Distance between $$MA$$ $$=$$ Distance between $$AB$$ $$=$$ Distance between $$BN$$

Let us look carefully at the graph given below. To find the points of trisection, we should find the values of $$P$$ and $$Q$$.

To find the coordinates of $$P$$:

From the graph, we know that $$P$$ is $$(a$$, $$b)$$.

To find the co-ordinates of $$P$$, we should have the values of '$$a$$' and '$$b$$'.

Since '$$a$$' is a $$x$$-coordinate, we should consider the distance $$OP'$$.

$$a = OP' = OA' + A'P'$$

$$a = x_1 +$$ $$(\frac{x_2 - x_1}{3})$$

$$= \frac{3x_1 + x_2 - x_1}{3}$$

$$= \frac{2x_1 + x_2}{3}$$

Therefore, $$a = \frac{2x_1 + x_2}{3}$$.

Since $$b$$ is a $$y$$-coordinate, we should consider the distance $$PP'$$.
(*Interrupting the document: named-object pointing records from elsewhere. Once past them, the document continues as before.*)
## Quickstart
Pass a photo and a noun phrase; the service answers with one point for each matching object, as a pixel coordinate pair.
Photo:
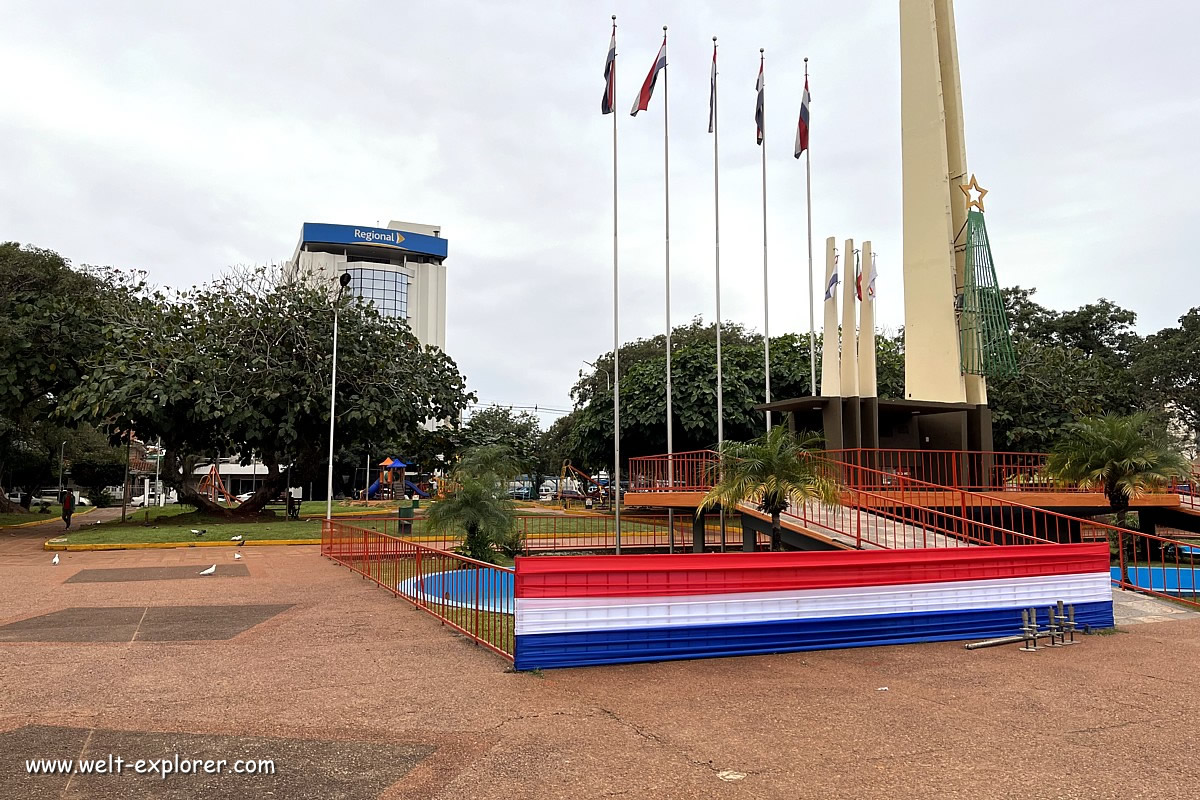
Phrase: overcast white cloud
(181, 138)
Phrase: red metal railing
(1188, 491)
(588, 531)
(971, 470)
(481, 606)
(687, 471)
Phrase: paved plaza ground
(357, 695)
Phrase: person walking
(67, 507)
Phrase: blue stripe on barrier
(585, 648)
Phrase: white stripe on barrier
(568, 614)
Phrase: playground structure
(214, 488)
(934, 536)
(585, 480)
(393, 473)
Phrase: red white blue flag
(643, 97)
(832, 286)
(759, 107)
(802, 128)
(712, 92)
(610, 76)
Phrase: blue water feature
(474, 588)
(1170, 579)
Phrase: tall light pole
(63, 450)
(343, 281)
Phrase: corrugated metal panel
(549, 650)
(610, 576)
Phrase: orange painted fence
(586, 531)
(471, 596)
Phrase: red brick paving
(1111, 717)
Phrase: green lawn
(54, 513)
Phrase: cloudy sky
(181, 138)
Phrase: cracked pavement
(349, 667)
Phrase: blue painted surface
(475, 588)
(1168, 579)
(546, 650)
(389, 238)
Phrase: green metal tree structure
(985, 343)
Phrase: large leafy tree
(588, 429)
(772, 471)
(1071, 365)
(243, 366)
(1168, 366)
(517, 431)
(52, 323)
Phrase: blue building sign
(412, 242)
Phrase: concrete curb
(48, 518)
(52, 545)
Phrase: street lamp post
(343, 281)
(63, 450)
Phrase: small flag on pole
(643, 97)
(759, 106)
(610, 76)
(712, 92)
(802, 128)
(831, 288)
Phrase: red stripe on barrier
(640, 576)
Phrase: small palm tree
(478, 505)
(1125, 456)
(771, 471)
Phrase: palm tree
(1125, 456)
(478, 504)
(771, 471)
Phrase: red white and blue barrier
(576, 611)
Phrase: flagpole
(666, 229)
(808, 190)
(766, 312)
(616, 338)
(717, 260)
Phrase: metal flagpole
(766, 313)
(666, 228)
(808, 188)
(717, 262)
(616, 340)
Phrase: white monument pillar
(849, 324)
(867, 377)
(934, 155)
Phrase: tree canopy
(241, 366)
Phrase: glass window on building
(385, 289)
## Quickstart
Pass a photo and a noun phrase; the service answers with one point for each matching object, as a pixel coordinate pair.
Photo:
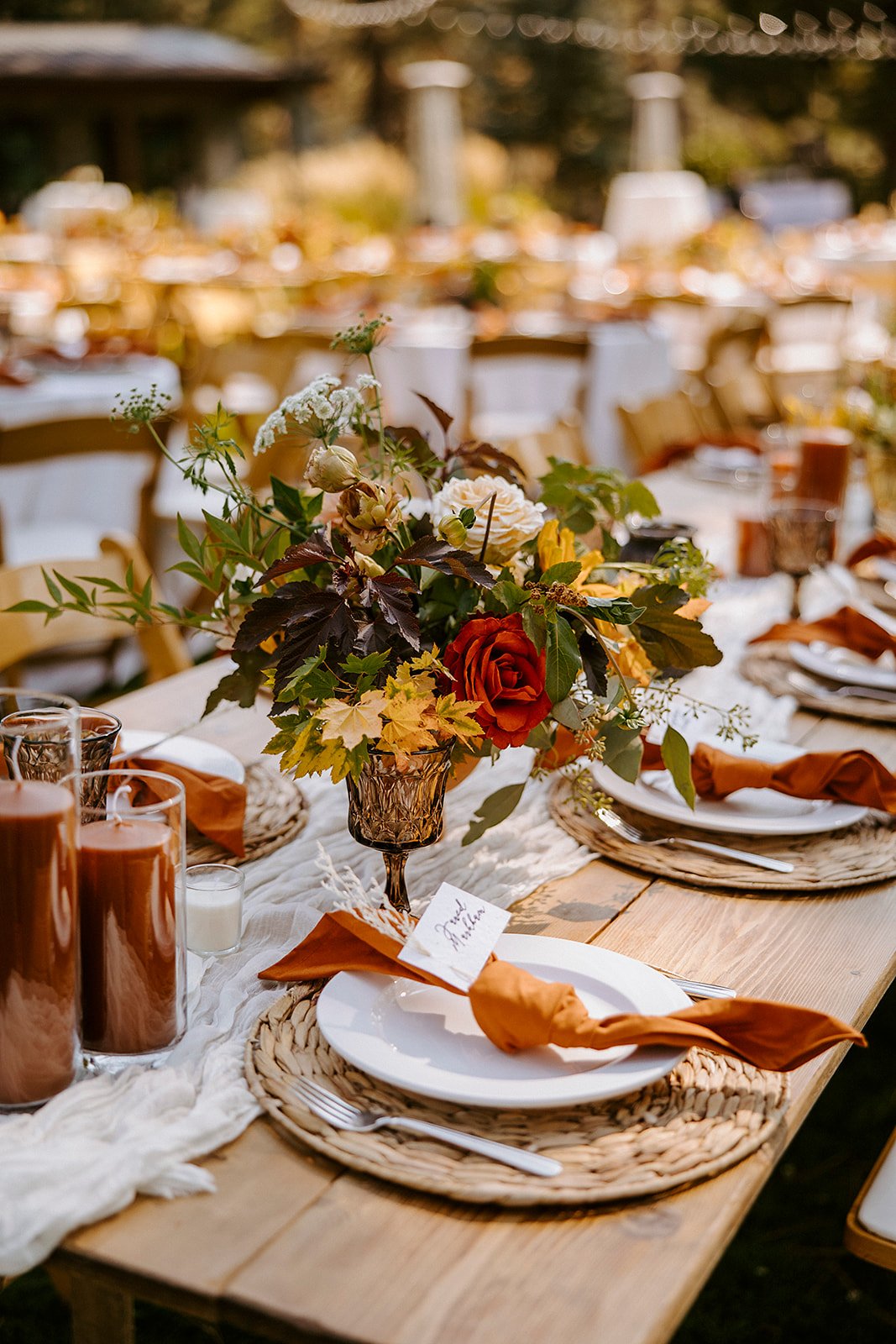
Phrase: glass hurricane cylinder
(130, 869)
(396, 811)
(39, 1005)
(42, 754)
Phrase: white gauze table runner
(105, 1140)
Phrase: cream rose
(515, 519)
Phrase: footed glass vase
(396, 811)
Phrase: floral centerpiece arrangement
(412, 611)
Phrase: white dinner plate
(426, 1041)
(191, 753)
(842, 665)
(748, 812)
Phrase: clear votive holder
(130, 875)
(214, 907)
(42, 753)
(39, 956)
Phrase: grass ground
(786, 1278)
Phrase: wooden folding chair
(660, 423)
(26, 635)
(741, 393)
(857, 1238)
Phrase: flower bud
(367, 566)
(332, 468)
(453, 531)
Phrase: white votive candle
(214, 907)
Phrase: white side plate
(426, 1041)
(750, 812)
(842, 665)
(191, 753)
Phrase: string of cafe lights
(872, 38)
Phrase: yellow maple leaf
(694, 608)
(557, 546)
(351, 723)
(454, 718)
(634, 663)
(405, 730)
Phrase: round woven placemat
(853, 858)
(770, 664)
(705, 1117)
(275, 812)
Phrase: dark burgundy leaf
(436, 554)
(312, 551)
(594, 663)
(443, 417)
(486, 457)
(378, 636)
(391, 591)
(291, 609)
(335, 627)
(270, 615)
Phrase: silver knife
(758, 860)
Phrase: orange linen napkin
(853, 776)
(517, 1011)
(849, 629)
(215, 806)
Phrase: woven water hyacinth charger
(710, 1113)
(770, 665)
(855, 858)
(275, 812)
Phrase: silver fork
(698, 988)
(342, 1115)
(624, 828)
(824, 692)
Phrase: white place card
(454, 937)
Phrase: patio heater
(434, 134)
(658, 205)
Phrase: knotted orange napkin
(848, 629)
(855, 776)
(215, 806)
(517, 1011)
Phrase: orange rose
(495, 662)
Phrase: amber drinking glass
(396, 811)
(801, 538)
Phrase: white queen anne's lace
(322, 410)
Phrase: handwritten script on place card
(454, 937)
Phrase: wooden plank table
(296, 1249)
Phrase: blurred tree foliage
(826, 118)
(745, 116)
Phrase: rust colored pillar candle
(38, 942)
(129, 936)
(824, 465)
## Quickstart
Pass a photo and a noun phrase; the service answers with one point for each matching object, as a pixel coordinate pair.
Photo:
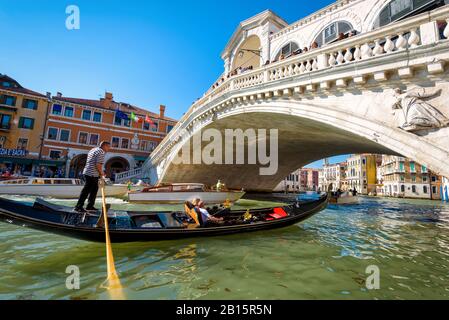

$$b = PP' = PA'' + A''P'$$

$$=$$ $$(\frac{y_2 - y_1}{3})$$ $$+ y_1$$

$$= \frac{y_2 - y_1 + 3y_1}{3}$$

$$= \frac{2y_1 + y_2}{3}$$

Therefore, the coordinates of $$P(a$$, $$b)$$ is $$(\frac{2x_1 + x_2}{3}$$, $$\frac{2y_1 + y_2}{3})$$.

Similarly, the coordinate $$Q(c$$, $$d)$$ is $$(\frac{2x_2 + x_1}{3}$$, $$\frac{2y_2 + y_1}{3})$$.